A home UPS has been more handy and useful than I expected
About a year ago, I gave in to a temptation and got myself a UPS for my home desktop and the things attached to it, including my DSL modem. When I bought it, I expected it to be almost entirely an indulgence, which I justified to myself as insurance against a very badly timed local power outage while I was in the middle of something important while working from home.
(At work, power outages are too rare to worry about, and one that took down my work desktop would also take down our servers. At home they're more frequent enough to be an actual concern, although still not anywhere near common and would only affect my desktop.)
In practice, my UPS has been surprisingly handy, in two different ways. The obvious way is that it's made the infrequent power outages much less disruptive, and much more than I expected, especially for short power outages of a few minutes. In an ideal world, the impact of a few minutes of power outage on me would just be a few minutes of no computer. In practice, various things make even short power outages much more disruptive than they seem. Not only did I lose any un-saved things and disrupt my ongoing work, but the effects lasted well beyond when the power returned, partly because my DSL modem often took a significant amount of time to re-acquire DSL line signal after it turned on again (and then there could be further delays to bring up the DSL connection). With a UPS, all of that is avoided. Even if I opt to get up to take a break (after saving everything) and wait for the power outage to pass, I can immediately get back to work when power comes back.
The other way the UPS has been handy is that I didn't previously realize how often my area had little momentary power blips, ones bad enough to dim the lights and upset some electronic gadgets. With a UPS, the effect on my computer, my DSL connection, and so on is merely a 'clunk' as the UPS turns itself on briefly. If nothing else, this is reassuring (I don't know if any of the various power supplies were previously being affected by these). I would like to have statistics on how often these occur, but unfortunately they don't show up in the information that the UPS makes available to me.

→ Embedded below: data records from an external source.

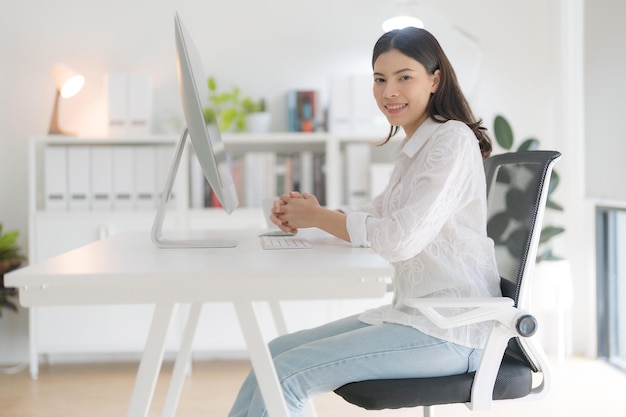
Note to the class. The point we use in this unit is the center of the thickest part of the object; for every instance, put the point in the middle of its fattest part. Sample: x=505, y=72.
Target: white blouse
x=430, y=223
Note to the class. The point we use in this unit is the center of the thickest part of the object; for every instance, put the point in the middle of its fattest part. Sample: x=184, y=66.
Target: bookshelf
x=64, y=216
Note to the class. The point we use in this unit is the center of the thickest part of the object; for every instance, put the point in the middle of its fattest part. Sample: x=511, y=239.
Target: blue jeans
x=322, y=359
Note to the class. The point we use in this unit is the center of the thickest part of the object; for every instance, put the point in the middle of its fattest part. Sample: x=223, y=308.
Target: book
x=303, y=109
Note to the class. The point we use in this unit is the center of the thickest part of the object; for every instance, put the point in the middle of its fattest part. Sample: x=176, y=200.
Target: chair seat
x=514, y=380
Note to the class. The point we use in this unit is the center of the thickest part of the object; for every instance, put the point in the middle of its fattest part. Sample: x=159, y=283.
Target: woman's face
x=402, y=88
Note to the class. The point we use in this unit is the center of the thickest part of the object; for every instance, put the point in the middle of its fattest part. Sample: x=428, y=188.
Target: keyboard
x=283, y=242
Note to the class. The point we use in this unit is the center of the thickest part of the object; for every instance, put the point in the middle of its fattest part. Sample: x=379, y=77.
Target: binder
x=78, y=175
x=139, y=104
x=55, y=177
x=164, y=158
x=145, y=174
x=123, y=182
x=101, y=177
x=358, y=157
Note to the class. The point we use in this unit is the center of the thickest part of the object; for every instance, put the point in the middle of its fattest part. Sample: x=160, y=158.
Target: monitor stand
x=157, y=226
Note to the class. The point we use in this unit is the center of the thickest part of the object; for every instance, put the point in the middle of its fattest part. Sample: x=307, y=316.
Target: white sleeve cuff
x=356, y=225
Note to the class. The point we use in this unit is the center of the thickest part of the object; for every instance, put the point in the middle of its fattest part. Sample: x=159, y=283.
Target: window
x=612, y=285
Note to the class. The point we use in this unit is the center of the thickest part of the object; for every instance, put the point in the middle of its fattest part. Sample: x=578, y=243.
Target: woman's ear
x=436, y=77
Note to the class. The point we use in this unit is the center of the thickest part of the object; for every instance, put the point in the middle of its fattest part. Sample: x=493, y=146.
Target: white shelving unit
x=109, y=330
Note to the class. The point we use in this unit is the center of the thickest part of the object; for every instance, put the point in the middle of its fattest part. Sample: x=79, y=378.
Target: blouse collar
x=415, y=142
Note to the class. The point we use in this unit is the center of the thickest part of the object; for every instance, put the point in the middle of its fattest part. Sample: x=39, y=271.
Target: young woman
x=429, y=222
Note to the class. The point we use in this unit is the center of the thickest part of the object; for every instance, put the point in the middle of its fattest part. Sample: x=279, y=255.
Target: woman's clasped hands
x=294, y=210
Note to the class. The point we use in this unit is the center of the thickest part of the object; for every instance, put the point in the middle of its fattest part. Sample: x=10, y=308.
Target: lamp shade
x=67, y=81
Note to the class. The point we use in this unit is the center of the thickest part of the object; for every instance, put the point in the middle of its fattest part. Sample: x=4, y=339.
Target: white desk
x=129, y=269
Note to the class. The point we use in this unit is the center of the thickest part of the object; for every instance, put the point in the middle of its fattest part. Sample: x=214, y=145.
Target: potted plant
x=552, y=284
x=10, y=259
x=501, y=221
x=258, y=119
x=229, y=109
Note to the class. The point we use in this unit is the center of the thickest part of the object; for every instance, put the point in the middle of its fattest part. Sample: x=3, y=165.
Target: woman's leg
x=313, y=365
x=249, y=390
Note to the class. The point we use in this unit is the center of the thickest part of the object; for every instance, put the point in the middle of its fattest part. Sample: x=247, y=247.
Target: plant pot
x=258, y=122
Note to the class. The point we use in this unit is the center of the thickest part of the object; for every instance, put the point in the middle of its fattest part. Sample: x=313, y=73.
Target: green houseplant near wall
x=501, y=222
x=229, y=109
x=10, y=259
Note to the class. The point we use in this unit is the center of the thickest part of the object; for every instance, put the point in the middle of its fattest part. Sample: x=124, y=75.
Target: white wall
x=265, y=47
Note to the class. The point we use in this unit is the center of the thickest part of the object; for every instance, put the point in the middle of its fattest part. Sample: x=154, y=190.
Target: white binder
x=145, y=174
x=55, y=177
x=123, y=181
x=78, y=177
x=102, y=177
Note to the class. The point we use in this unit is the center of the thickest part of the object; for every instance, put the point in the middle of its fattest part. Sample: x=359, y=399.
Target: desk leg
x=261, y=360
x=184, y=352
x=151, y=361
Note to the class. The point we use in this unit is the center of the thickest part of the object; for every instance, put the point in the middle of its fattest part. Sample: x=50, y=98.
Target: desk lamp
x=68, y=83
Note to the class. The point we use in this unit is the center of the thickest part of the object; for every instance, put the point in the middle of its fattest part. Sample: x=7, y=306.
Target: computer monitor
x=206, y=141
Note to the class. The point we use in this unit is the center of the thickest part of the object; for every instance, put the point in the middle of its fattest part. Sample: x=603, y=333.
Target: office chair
x=517, y=188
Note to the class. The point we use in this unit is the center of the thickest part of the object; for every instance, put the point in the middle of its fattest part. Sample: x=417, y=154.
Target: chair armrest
x=509, y=322
x=500, y=309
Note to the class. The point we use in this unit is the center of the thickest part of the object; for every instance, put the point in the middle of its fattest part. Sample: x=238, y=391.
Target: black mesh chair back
x=517, y=187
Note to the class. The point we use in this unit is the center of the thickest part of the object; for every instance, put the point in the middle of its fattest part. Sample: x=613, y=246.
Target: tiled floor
x=581, y=387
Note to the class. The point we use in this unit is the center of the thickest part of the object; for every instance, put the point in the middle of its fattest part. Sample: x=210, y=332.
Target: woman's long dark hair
x=448, y=102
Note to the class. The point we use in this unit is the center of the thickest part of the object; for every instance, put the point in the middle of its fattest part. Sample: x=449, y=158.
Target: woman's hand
x=294, y=210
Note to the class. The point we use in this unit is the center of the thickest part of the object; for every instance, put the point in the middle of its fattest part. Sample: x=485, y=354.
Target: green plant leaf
x=496, y=226
x=503, y=132
x=555, y=179
x=554, y=206
x=549, y=232
x=212, y=85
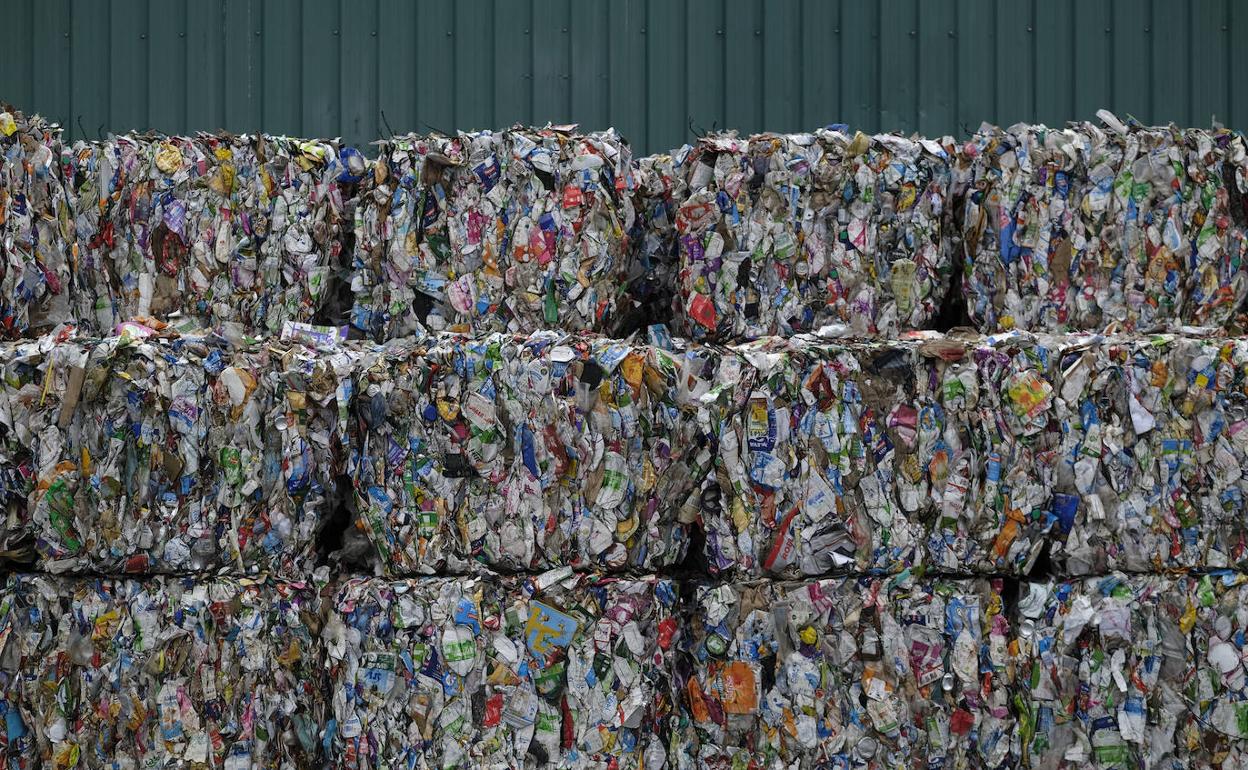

What I take from this in general is that this is yet again a situation where little irritations and frictions added up to more than I thought, so that removing them had an effect bigger than I expected. And I really should have expected actual power outages to be more disruptive than their mere duration would expect, because everyone knows that interruptions, loss of flow, and so on have outsized effects that go well beyond the minute or two your co-worker will take up. But a belief otherwise springs more or less eternal.